Sometimes history can be read in a design stamped in leather or found in the syncopated beat of a song.
In the medina of Fés, we stood inside the old walls of a fandouk, an inn dating to the 11th century. The first floor, with its high ceilings and open central courtyard, was a combination stable and warehouse. On the second floor were the rooms where the travelers stayed. Some of the guests may have come all the way across the Sahara, traveling in caravans from water source to water source with their camels. To the medina of Fes, they brought gold, slaves, and kola nuts from West Africa. In that very courtyard perhaps, they negotiated their sales, then loaded up their camels and set out south again across the desert carrying blocks of salt and the teachings of Islam.
Gold, salt, slaves, cowries, and kola nuts that split open like red hearts at the touch of a fingernail and promise to end thirst and hunger for those who chew them–these were the trade goods that were loaded up at one end of the trade route and unloaded at the other, haggled over, bartered and bargained for. But other commodities came along, too, invisible ones, traveling back and forth until it is sometimes difficult to sort out who brought and who received, who borrowed and who loaned.
The teachings of Islam traveled south with the traders, and when I hear the sing-song call to prayer rise above the medina of Fes, it recalls the little mosques in the villages of Mali and Burkina Faso and northern Ivory Coast, where men in long robes and leather sandals or slippers are hearing that same call and crossing the villages to pray. The stamped designs on the harnesses, saddles, and scabbards of the traders inspired the diffusion of leatherworking styles across West Africa in ways we are still trying to understand. When I meet up with these designs in the medina, on wallets that hang around a man’s neck or on slippers, they have the familiar look of acquaintances I have known before in some other place. Words, too, travel easily; there are many Arabic words in the Mandé languages of West Africa and words from African languages have surely found their way into Arabic.
It is hard to think of human beings being bartered and sold just like salt or gold or kola nuts. But of course they were. And people, even enslaved, carry with them their own words, their own stories and beliefs, their own knowledge of plants and food, and their own music and dance.

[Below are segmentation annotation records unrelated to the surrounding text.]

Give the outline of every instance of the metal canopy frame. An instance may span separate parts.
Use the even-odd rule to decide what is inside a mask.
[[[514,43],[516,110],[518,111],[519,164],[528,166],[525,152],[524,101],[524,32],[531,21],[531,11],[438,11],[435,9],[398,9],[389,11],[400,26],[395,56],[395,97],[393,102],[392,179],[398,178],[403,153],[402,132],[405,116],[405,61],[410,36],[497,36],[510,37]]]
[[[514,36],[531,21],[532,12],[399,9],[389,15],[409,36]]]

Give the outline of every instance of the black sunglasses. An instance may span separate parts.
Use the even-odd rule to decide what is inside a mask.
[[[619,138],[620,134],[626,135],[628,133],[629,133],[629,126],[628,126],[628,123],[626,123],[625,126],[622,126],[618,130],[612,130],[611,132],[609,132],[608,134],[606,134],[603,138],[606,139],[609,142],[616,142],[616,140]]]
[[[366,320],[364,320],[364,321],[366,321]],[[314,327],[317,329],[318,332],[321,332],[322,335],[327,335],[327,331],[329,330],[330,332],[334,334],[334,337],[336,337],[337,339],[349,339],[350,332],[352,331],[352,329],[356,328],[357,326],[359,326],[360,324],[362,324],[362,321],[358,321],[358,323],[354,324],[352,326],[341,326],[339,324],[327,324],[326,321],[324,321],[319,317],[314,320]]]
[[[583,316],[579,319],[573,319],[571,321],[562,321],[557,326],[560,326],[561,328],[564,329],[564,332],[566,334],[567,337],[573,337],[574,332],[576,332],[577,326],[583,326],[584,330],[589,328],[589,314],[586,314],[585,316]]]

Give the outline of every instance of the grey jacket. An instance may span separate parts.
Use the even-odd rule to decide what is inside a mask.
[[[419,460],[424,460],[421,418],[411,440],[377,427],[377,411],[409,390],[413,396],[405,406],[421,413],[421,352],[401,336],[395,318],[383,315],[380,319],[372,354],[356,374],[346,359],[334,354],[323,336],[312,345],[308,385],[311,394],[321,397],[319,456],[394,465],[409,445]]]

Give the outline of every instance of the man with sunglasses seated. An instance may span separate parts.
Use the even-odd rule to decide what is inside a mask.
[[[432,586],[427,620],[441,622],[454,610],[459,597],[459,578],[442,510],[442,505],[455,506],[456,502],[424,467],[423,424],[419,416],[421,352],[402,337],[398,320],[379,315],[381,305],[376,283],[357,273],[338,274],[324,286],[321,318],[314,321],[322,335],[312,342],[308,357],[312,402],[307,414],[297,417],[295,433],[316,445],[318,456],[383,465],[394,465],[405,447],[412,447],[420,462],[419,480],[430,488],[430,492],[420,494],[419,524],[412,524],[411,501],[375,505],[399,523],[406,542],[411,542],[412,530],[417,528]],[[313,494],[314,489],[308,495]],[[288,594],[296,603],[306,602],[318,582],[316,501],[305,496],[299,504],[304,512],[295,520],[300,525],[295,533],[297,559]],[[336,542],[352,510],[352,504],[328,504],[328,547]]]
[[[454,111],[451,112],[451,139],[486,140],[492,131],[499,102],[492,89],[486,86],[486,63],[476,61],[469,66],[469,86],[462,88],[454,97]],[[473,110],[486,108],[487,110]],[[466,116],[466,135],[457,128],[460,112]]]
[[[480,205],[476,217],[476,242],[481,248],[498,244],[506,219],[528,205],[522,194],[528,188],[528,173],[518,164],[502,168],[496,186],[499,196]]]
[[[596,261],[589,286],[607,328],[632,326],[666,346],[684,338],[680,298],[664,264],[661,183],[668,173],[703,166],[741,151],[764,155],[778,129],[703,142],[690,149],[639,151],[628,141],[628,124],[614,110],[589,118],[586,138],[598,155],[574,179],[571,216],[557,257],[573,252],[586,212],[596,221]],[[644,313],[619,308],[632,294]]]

On our last night in Fés, as we sat at dinner in the medina, we were serenaded by two Gnawan musicians. They are descended from slaves brought to Morocco from West Africa, but I had no idea about their history when they began to play. Their black hats decorated with cowry shells reminded me of the hats some Malian praise singers wear. The three-stringed instrument one of them played was a larger version of the one-stringed lutes of the Fulani herders of West Africa. His percussive style was exactly like clawhammer banjo, a technique brought all the way to America by enslaved Africans. The iron castanets beat the time like the iron percussion instruments played all over West Africa. When the castanet player stood up to dance, I recognized the tune even though I had never heard it before. I felt they were singing to me, and this is the song I heard:
here we are, here we are,
still alive, still alive,
all these centuries later, here we are,
no longer slaves, still alive, still alive,
with the beat of West Africa still inside us,
so hear it, so hear it!
Silently I answered:
I hear you, I hear you, I hear West Africa singing inside your song.